We walked through vineyards of Glera and Verdiso grapes. And then we came to the Colle Ronc viewpoint, where a hand materialised. With a bottle.

“One for the shade,” said another young man in a boater, handing me an ombra of fizzy Superiore DOCG Denominazione di Origine Controllata e Garantita, the highest classification for Italian wines. We looked out over the hay barns and steep, ancient, south-facing vineyards and drank. He topped me up and we admired the wine’s perlage – that is its rising pearls.

He waxed lyrical about the properties of his wine. “Good prosecco is good for hypertension. This wine is guaranteed to be good.
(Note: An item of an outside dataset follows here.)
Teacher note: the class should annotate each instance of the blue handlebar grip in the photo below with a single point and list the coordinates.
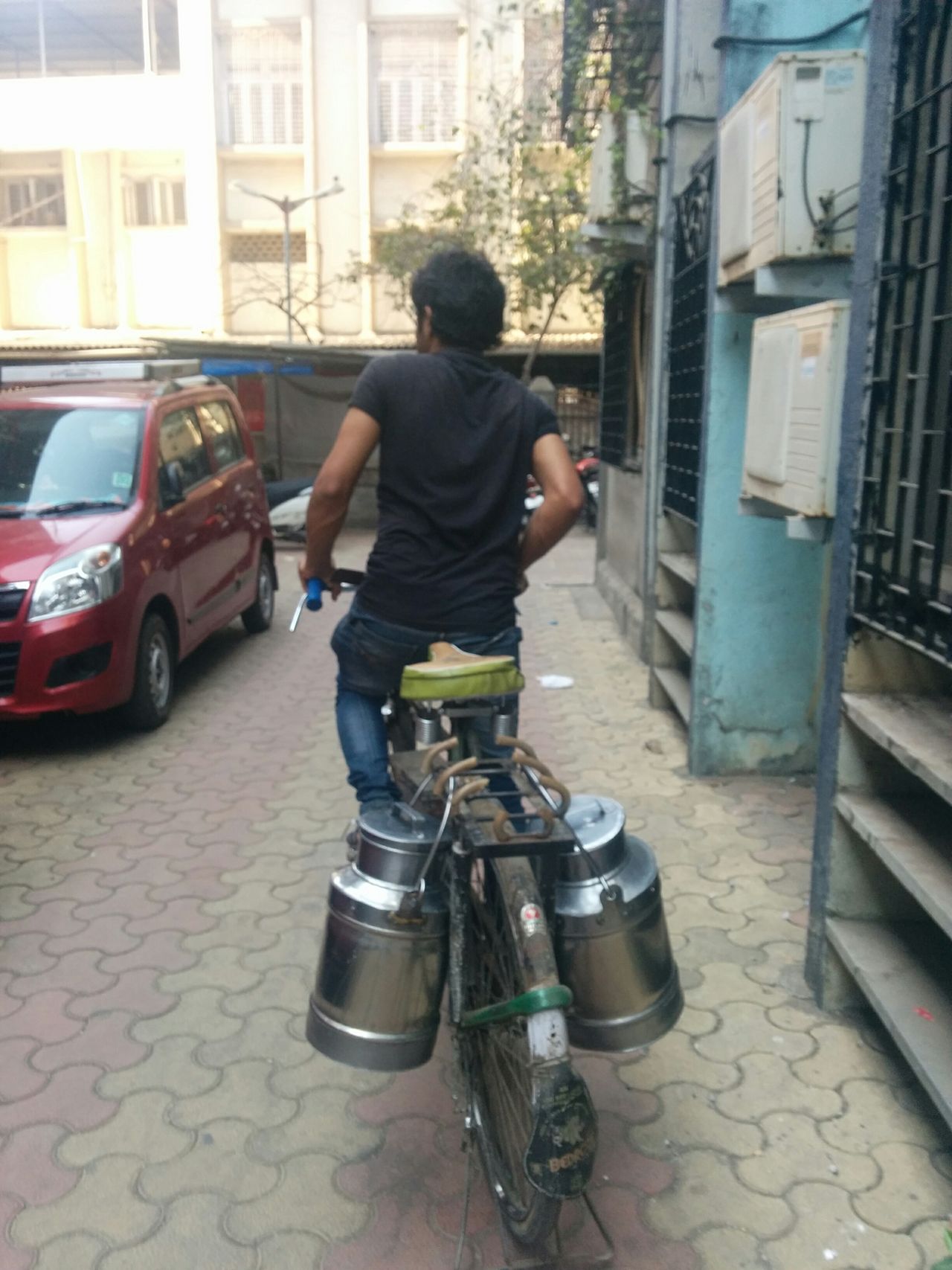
(315, 594)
It comes from my field and it is hand-harvested, straight from the garden of Venice.”

Then he offered me a mouthful of his spiedini, Venetian kebabs.
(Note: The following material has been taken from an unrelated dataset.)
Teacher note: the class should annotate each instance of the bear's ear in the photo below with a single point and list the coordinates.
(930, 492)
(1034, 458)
From May to August the Prosecco region hosts 16 weekend wine shows and al fresco BBQs, allowing you to meet local wine growers and connoisseurs.

And, generally, to talk a lot of bollicine, or bubbles. When it comes to Prosecco, you are forever imbibing bubbles.
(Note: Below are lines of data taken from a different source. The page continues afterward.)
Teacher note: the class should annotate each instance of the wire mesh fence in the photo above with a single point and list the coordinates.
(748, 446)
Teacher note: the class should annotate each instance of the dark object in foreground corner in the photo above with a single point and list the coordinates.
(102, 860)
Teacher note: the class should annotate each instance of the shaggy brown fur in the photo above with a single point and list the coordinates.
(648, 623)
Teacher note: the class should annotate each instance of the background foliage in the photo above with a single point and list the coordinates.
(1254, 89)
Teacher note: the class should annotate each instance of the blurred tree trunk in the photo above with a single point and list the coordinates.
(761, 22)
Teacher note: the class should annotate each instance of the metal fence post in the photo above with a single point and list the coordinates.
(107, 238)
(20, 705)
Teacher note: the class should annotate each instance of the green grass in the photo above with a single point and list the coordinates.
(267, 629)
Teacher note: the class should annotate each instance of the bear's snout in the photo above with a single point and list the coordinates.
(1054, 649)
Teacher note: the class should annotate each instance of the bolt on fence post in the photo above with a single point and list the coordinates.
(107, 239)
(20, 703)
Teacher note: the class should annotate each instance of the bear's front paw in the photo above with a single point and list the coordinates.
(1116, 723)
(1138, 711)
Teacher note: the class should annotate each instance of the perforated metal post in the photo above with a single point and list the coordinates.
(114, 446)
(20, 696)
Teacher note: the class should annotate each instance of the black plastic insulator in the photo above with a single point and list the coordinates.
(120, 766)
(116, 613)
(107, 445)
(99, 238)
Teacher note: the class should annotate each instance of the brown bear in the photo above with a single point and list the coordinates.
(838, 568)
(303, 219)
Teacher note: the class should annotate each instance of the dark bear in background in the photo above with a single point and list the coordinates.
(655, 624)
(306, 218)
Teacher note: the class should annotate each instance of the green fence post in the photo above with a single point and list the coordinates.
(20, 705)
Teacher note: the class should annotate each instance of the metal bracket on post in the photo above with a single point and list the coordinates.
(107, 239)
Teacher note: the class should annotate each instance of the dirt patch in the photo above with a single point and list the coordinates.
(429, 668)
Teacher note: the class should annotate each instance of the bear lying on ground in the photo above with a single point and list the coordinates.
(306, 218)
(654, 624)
The Valdobbiadene vineyards.The Valdobbiadene vineyards.

Combai is on the Prosecco Road, Italy’s oldest wine route. It is 60km long and connects you with 120 wine producers. Like Andrea Miotto in Vittorio Veneto, who graduated from the world’s oldest wine school in Conegliano, the hub of Prosecco world. The school was founded in 1876.

At the municipality’s wine show in the 15th-century Todesco Palace, lady sommelier Monia Zanete did the honours. We listened appreciatively as she popped. We nosed. Andrea detected intense peach and almond primary aromatics. I struggled with pronouncing Conegliano-Valdobbiadene, which is where all the best Prosecco comes from. The Grand Cru is Cartizze.

“Prosecco is often mislabelled,” said Andre who studied winemaking in New Zealand. “Spumante has negative connections and people think that, as an easy drinking wine, Prosecco must also be a minor wine. Just sparkling, supermarket plonk. A cheap Champagne alternative.

“In fact, it outsells Champagne in the UK, but it is not respected. Because it is used in Kirs, Spritzers and Bellinis. People believe that being popular it can’t be good. And that, drunk so young, it can’t have a history. But it does. Some families have worked with the Glera grape in the Marca Treviso since 1600.”

Between Venice and the Dolomites you quickly learn the difference between frizzante (sparkling) and tranquillo (still). And how to tell a Gregoletto from a Cornetto.

The Strada del Vino takes wine tourists past Palladian villas; churches with murals; frescoed loggias, the 12th-century Cistercian Abbey of Follina, the old Mollina Del Croda water mill and waterfall on the River Lierza, the River Piave and lots of wineries, cantinas and osterias offering cucina casalinga (home cooking).

Restaurants like Elena and Piero’s Locanda Marinelli, near Valdobbiadene, which hosts Italy’s annual Sparkling Wine Show, are worth trying. As is the Trattoria Alla Cerva in Vittorio Venito, which has rust on its menu. There is mountain goat beard (asparagus shoots) to try, as well as guinea fowl and juniper, venison with beans and millefoglie custard slices.

Prosecco’s success is global. Some 79 million bottles are produced every year and 47 per cent of total production is exported. The UK is second behind Germany in the European consumption table. Sixty per cent is grown in the DOC zone. We came to the end of walk. And, after a quick coffee and grappa, went straight from the finishing tent into the wine show for some more appreciative swirling and swallowing.

“There are many Prosecchi. But only one Prosecco,” said the young girl behind the ballroom counter, pouring me another vino Trevigiani, this time into a big, pulled stem flavour-enhancing glass.

“To Prosecco. The place and the elixir,” she toasted. The church bells chimed, reminding the locals of their devotions.